—Ah! que Dieu soit loué! s'écria le jeune voyageur en s'installant à table. (Et sa joie devait être, en vérité, bien vive, pour le ramener ainsi par surprise à la pieuse cérémonie du benedicite, dont il avait depuis longtemps perdu l'habitude!) Mais non! poursuivit-il, je vais aller manger dans ce fauteuil là-bas, près du feu: car voilà deux jours que je gèle, et j'ai besoin de me réchauffer à fond! Je vais aller me mettre là-bas, et toi, Maurice Finsbury, tu vas rester debout, entre la table et moi, et me servir!

—Mais, Jeannot, c'est que j'ai faim, moi aussi! dit Maurice.

—Tu pourras manger ce que je laisserai! répliqua le Grand Vance. Ha! mon petit, ceci n'est que le début de notre règlement de comptes! Tu as perdu la belle: tu vas avoir à casquer! Gardez-vous de réveiller le lion britannique!

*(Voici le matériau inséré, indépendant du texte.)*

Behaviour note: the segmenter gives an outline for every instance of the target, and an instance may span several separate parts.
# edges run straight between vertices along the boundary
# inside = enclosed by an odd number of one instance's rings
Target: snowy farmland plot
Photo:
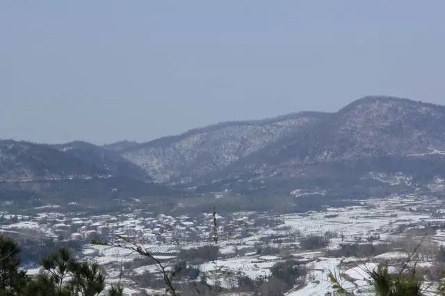
[[[17,237],[51,238],[56,243],[76,246],[79,258],[104,268],[108,285],[120,281],[128,289],[152,295],[164,289],[156,262],[175,272],[174,282],[184,291],[194,282],[238,293],[281,286],[289,295],[332,292],[330,272],[337,275],[343,288],[366,295],[371,288],[368,272],[382,263],[389,265],[390,272],[397,272],[409,258],[412,262],[407,265],[415,263],[426,283],[434,278],[434,270],[445,266],[441,249],[445,245],[445,203],[441,199],[413,195],[357,204],[298,213],[217,214],[216,226],[211,213],[143,217],[134,211],[85,217],[46,213],[42,208],[35,215],[3,213],[0,229]],[[91,244],[95,239],[115,245]],[[140,246],[152,258],[115,245],[119,244]],[[290,278],[280,272],[289,266]],[[38,273],[38,265],[33,267]],[[431,293],[435,286],[428,286]]]

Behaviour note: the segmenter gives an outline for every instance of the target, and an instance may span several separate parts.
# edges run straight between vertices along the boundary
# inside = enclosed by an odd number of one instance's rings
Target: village
[[[426,229],[423,245],[429,249],[422,249],[419,266],[432,266],[432,254],[445,244],[443,200],[415,195],[369,199],[359,206],[295,214],[209,212],[172,217],[135,209],[126,214],[87,216],[60,213],[58,206],[36,208],[33,215],[1,213],[0,230],[35,240],[51,238],[54,242],[80,244],[77,256],[99,263],[106,270],[108,283],[124,283],[129,295],[164,295],[162,286],[156,281],[161,274],[155,265],[128,249],[93,245],[92,241],[113,242],[123,238],[144,246],[170,268],[179,261],[187,261],[207,274],[210,284],[214,267],[204,254],[211,252],[207,247],[217,247],[218,268],[252,281],[268,279],[275,265],[291,258],[305,266],[304,281],[289,292],[298,295],[332,291],[327,273],[337,270],[349,274],[345,280],[347,286],[359,289],[366,286],[366,275],[358,272],[357,266],[375,267],[386,260],[397,265],[422,237],[422,229]],[[371,246],[373,251],[359,258],[344,252],[350,246]],[[193,250],[197,252],[191,253]],[[29,272],[38,273],[41,270],[35,266]],[[143,277],[152,279],[145,283],[149,286],[144,286]],[[194,280],[200,277],[197,275]],[[227,290],[238,286],[233,279],[222,280],[221,285]]]

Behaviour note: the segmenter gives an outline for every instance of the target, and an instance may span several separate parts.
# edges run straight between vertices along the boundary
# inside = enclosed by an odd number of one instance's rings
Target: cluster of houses
[[[216,215],[217,228],[213,216],[202,213],[193,217],[186,215],[172,217],[160,214],[143,217],[136,210],[130,214],[93,215],[85,217],[76,214],[40,213],[29,217],[40,231],[55,240],[86,240],[96,238],[127,238],[150,245],[175,244],[211,241],[216,231],[219,240],[236,238],[245,235],[255,226],[252,214]],[[147,216],[146,215],[145,215]],[[261,220],[261,219],[260,219]]]

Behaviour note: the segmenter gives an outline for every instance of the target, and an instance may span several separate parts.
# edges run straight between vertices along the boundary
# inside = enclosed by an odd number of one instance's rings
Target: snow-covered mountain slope
[[[264,120],[222,123],[141,144],[121,154],[159,181],[189,182],[330,116],[307,112]]]

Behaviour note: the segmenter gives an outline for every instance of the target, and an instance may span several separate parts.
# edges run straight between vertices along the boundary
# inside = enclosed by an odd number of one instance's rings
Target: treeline
[[[44,272],[36,277],[19,268],[20,248],[10,238],[0,236],[0,295],[94,296],[105,288],[105,273],[97,263],[77,260],[67,247],[44,256]],[[121,295],[121,286],[112,286],[108,295]]]

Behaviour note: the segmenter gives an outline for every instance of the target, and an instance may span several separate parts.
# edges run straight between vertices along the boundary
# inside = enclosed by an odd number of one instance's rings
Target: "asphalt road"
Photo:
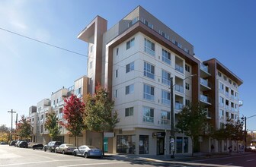
[[[194,161],[166,161],[154,159],[118,158],[91,159],[72,155],[0,145],[0,166],[73,167],[73,166],[256,166],[256,153]]]

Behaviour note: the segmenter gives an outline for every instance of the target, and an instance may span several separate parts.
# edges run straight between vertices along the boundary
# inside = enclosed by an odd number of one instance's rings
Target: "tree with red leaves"
[[[77,136],[85,128],[84,123],[85,105],[74,94],[64,101],[63,118],[66,123],[63,123],[63,126],[75,137],[75,146],[76,146]]]

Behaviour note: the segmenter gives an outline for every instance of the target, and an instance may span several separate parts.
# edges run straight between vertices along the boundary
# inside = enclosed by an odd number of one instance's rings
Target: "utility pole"
[[[8,112],[11,112],[11,140],[12,140],[12,118],[13,118],[13,113],[16,113],[16,112],[14,112],[12,109],[11,111],[8,111]]]

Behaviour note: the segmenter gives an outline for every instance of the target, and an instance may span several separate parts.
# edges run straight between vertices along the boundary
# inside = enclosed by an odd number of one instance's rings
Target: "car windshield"
[[[88,147],[89,147],[90,149],[98,149],[97,147],[93,147],[93,146],[88,146]]]

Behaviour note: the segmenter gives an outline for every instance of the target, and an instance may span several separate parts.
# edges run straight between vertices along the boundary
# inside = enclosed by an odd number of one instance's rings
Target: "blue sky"
[[[77,36],[96,15],[110,28],[139,5],[192,43],[201,60],[216,58],[242,78],[240,115],[256,115],[255,1],[2,0],[0,28],[86,55]],[[85,56],[2,30],[0,36],[0,124],[11,127],[7,111],[27,115],[30,106],[86,75]],[[256,130],[256,117],[247,127]]]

Il y avait quelque chose de si indescriptiblement menaçant dans les yeux et dans la voix du Grand Vance, pendant qu'il proférait ces locutions proverbiales, que l'âme de Maurice en fut épouvantée.

—Allons! reprit l'orateur, donne-moi un verre de champagne, avant mon filet de sole! Et moi qui me figurais que je n'aimais pas ça, le filet de sole!... Dis donc—ajouta-t-il avec une nouvelle explosion de rage—sais-tu comment je suis venu jusqu'ici?

—Non, Jeannot, comment le saurais-je? répondit l'obséquieux Maurice.

—Eh bien! je suis venu sur mes pattes! cria Jean. Oui, mon ami, j'ai fait sur mes dix doigts tout le chemin, depuis Browndean, et j'ai mendié tout le long de la route! Je voudrais un peu te voir mendier, Maurice Finsbury! Ce n'est pas aussi facile que tu pourrais le supposer! Je me suis fait passer pour un pêcheur de Blyth, victime d'un naufrage. Je ne sais pas où cela se trouve, Blyth; et toi, le sais-tu? Mais j'ai pensé que cela avait un air naturel, à le dire ainsi sur la grand'route. J'ai demandé l'aumône à une vilaine petite bête de gamin qui revenait de l'école, et il m'a donné deux sous, et il m'a dit de lui enrouler une ficelle autour de sa toupie. Et je l'ai fait, et fort bien fait, mais il a déclaré que ce n'était pas ça! Et il a couru derrière moi en me réclamant ses deux sous! Après cela, j'ai demandé l'aumône à un officier de marine. Celui-là ne m'a pas confié sa toupie, il m'a simplement donné une petite brochure sur l'alcoolisme, et, là-dessus, il m'a tourné le dos! C'est tout ce que j'ai eu de lui. J'ai demandé l'aumône à une vieille dame qui vendait du pain d'épices; elle m'a donné un gâteau d'un sou. Mais le plus beau a été un monsieur qui, comme je me plaignais de manquer de pain, m'a répondu qu'il y avait, pour tout Anglais, un excellent moyen de se procurer du pain, et ce moyen, c'était de casser un carreau à la première maison venue, de façon à se faire mettre en prison... Et maintenant, apporte le rôti!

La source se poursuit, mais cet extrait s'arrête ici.